Once a connection is established by the Out-Teeg (an automated process that takes a minimum of seven minutes, assuming no delay of connection exists), any physical material in the Core can be pushed into the Teeg's interface, and will instantly emerge from the In-Teeg in the desginated neighboring Lattice World. The Teeg interfaces, which glow bright green, stretch for 16 kilometers across the Teeg's outer face, leaving more than enough room for large ships to transfer back and forth between Lattice Worlds with ease (indeed, the only practical concern of such ships is the two-kilometer width of the Fluteholes in the Pole Tunnels).

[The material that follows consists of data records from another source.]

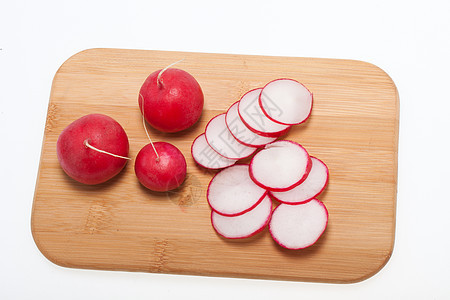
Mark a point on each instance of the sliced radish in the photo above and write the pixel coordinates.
(298, 226)
(206, 157)
(232, 192)
(241, 132)
(223, 142)
(245, 225)
(313, 185)
(254, 118)
(286, 101)
(280, 166)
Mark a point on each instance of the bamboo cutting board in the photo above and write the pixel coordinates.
(119, 225)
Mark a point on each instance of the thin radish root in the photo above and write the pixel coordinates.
(158, 79)
(86, 143)
(145, 128)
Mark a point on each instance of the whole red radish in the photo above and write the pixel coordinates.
(92, 149)
(173, 100)
(161, 168)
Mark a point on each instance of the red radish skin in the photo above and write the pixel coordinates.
(231, 192)
(172, 103)
(160, 174)
(241, 132)
(298, 226)
(86, 165)
(206, 157)
(268, 162)
(286, 107)
(313, 185)
(245, 225)
(254, 118)
(223, 142)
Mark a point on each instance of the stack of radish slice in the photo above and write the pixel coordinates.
(240, 195)
(260, 117)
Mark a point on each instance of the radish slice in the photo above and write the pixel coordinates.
(241, 132)
(286, 101)
(232, 192)
(313, 185)
(280, 166)
(254, 118)
(223, 142)
(206, 157)
(298, 226)
(245, 225)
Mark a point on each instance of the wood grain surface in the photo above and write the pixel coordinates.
(119, 225)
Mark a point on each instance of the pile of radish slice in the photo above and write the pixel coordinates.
(240, 196)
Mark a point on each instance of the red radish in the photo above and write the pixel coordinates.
(92, 149)
(241, 132)
(223, 142)
(298, 226)
(161, 168)
(280, 166)
(173, 100)
(313, 185)
(232, 192)
(286, 101)
(245, 225)
(254, 118)
(206, 157)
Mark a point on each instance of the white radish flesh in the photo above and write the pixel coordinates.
(298, 226)
(245, 225)
(241, 132)
(280, 166)
(254, 118)
(286, 101)
(223, 142)
(232, 192)
(206, 157)
(313, 185)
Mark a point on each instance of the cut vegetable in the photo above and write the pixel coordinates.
(298, 226)
(313, 185)
(206, 157)
(280, 166)
(241, 132)
(245, 225)
(286, 101)
(254, 118)
(232, 192)
(223, 142)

Facing the Teegs, mounted on the outer walls of the Core, are two huge lights, called the Sidelights, which illuminate the interior of the Core, and cast eery spiderlike shadows of the Teegs and Teeg Wires on opposite walls. The first thing a traveller sees, upon entering a Lattice World Core from a Teeg, is that shadow, with the Sidelight glowing in its midst, like an eye.
The Teeg Wires
Though securely connected to the Pole Tunnels, the Teegs also enjoy further stability from a series of thick cables, called Teeg Wires, which stretch from the Teegs' shells to the inside walls of the Core. Seven Teeg Wires space equally around the edge of each Teeg, at an angle of 40° to the Pole Tunnels themselves. They are 600 meters thick, and constructed of the same iron foam as is the Lattice Worlds themselves. Their tensile strength is not great, and their practical value has been called into question by engineers; but considering how little tidal force actually affects the Teegs at their central location within a Lattice World, they seem to do the job (if, indeed, we have guessed their function correctly).
The Teeg Wires offer up some small amount of navigation hazard within a Lattice World's core; despite their minimal occupation of the Core's volume, careless flight has seen more than one vessel wrecked against a Teeg Wire (and, on occasion, the Wire wrecked as well).
1WT and XWT
Granted, that the leap of 5.1 lightyears in a fraction of a second is an amazing feat -- but since the function of the Teegs was discovered, mankind has wondered whether some method exists of specifying a non-adjacent Lattice World as the destination of the Out-Teeg. So far the search for Multi-World Travel (XWT) has proven fruitless, and all commerce and transport must labor under the Seven-Minute Limit of Single-World Travel (1WT). But the search continues, in nearly every Control Center occupied by man. Among the treasures to be had, if XWT is achieved, is the answer to whether the Lattice is indeed infinite.